I understand your feelings, I’ve lived them. I will say that my family wanted to come in and offer support early on. At first it seemed like the right thing to do but after a few weeks I did not want to hear how she will regret it, all the “flaws” that they saw in her, which were not there when we were married. It did not take long for me to realize that family will do what family is suppose to do; protect their own. I wanted my decisions to be based on me and my feelings and not be influenced by others. So I told them i did not want to talk about her and I would take my own time to heal. They backed away and gave me my space. I am glad I handled it that way. Surprisingly one of the first books I read was DR and that was in the first week of November I did not go to the boards till January.

I fought and fought and I did everything in my power to save it.
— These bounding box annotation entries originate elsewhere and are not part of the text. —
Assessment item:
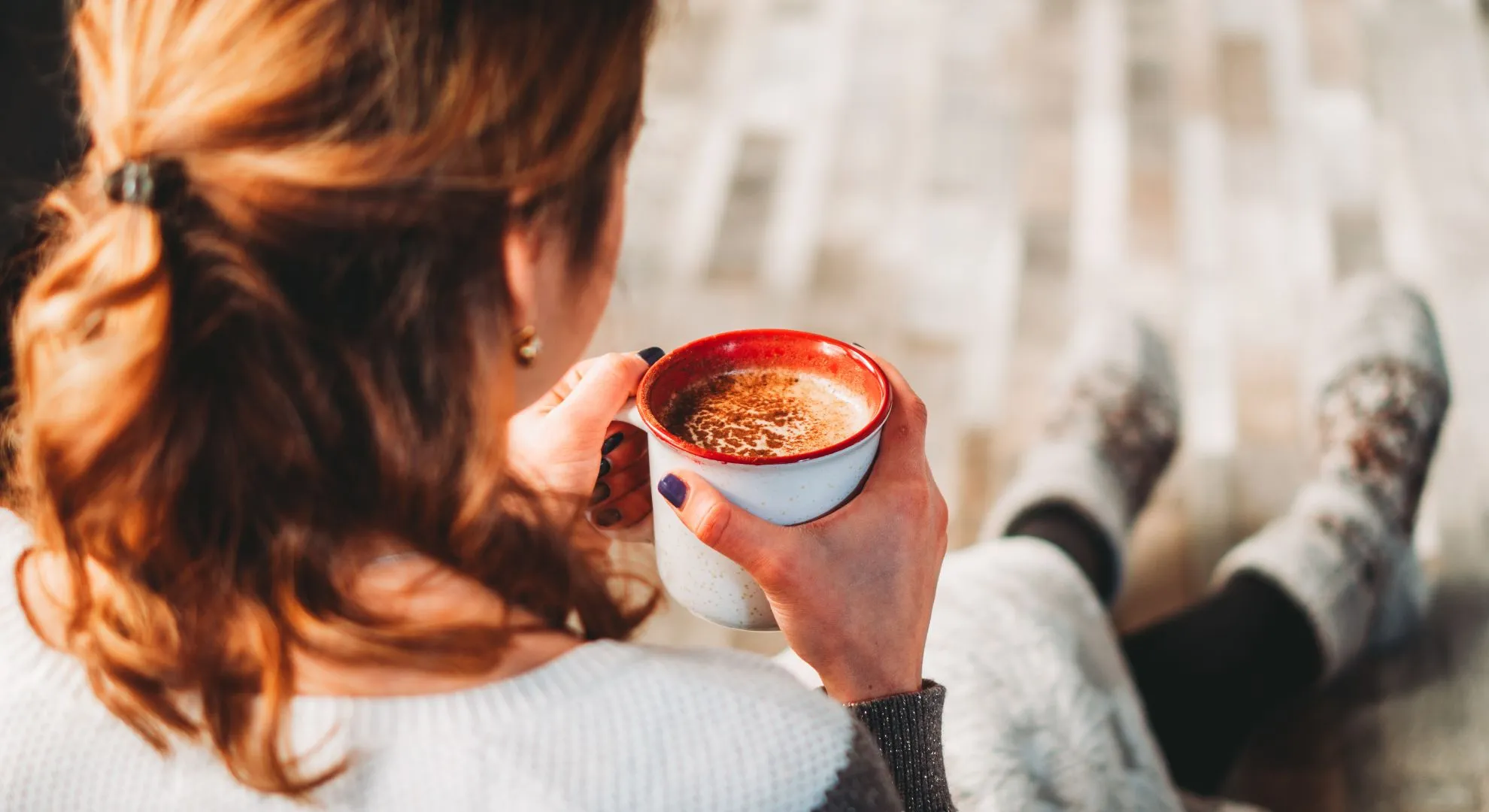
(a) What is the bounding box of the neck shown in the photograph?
[15,551,581,695]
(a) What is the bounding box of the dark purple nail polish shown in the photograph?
[600,432,626,454]
[657,474,688,510]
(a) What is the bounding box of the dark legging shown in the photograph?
[1009,505,1324,794]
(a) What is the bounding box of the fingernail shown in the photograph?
[600,432,626,454]
[657,474,688,510]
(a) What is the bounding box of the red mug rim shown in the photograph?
[635,328,893,465]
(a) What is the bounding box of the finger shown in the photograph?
[863,350,928,490]
[532,356,603,411]
[657,471,795,574]
[590,460,650,507]
[590,487,650,530]
[600,422,646,471]
[553,353,650,426]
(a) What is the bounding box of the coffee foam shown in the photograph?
[663,369,871,457]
In the end I found and learned a lot of things. I healed myself or at least began the process of healing, I must say it is still a work in progress. You are still holding onto the hope that your marriage will be restored. There is a willingness to change anything about yourself or doing anything and that if you could just get it right, your spouse would return. The important thing to learn during this stage is that you can’t control the thoughts, desires or actions of another human being.

You can’t seem to settle your feelings and thoughts. You swing from being hopeful to feeling utter despair. You will try to intellectualize what has happened, at least I did. If you can only understand what is going on then the pain will go away and all will make sense again.

You will tell yourself stories to try to make sense of it and your imagination will run wild. You will wonder if there was more you could have done, or if there is anything wrong with you; for months and months I beat myself up and on ocassion I still think this way. It is funny how I perceive this now. I made many mistakes in our marriage and I maintain that my X is a good woman and was a good wife and for some reason we messed it up. I know what I did and what I need to address but I don’t beat myself up for it I simply acknowledge it and hopefully learn from it. Time will tell.

There is a lot of mental re-hashing that takes place. You will fill as if you can’t control your thinking and find yourself obsessed with the failure of your marriage. Depression is a danger at this stage and you may cry at the drop of a hat. I was depressed for months I cried often but one thing I never did ( partly because I have my daughter with me full time) I did not lie in bed. I did not sit on the couch and stare at the wall. I stayed busy or as busy as I could stay. It was hard, still is.

One thing that is important is for you to wake up one day and know you did everything you could and when the smoke cleared there was nothing left for you to do. This has helped me a great deal. It helps me look in the mirror and know I hadled myself with class, love and dignity.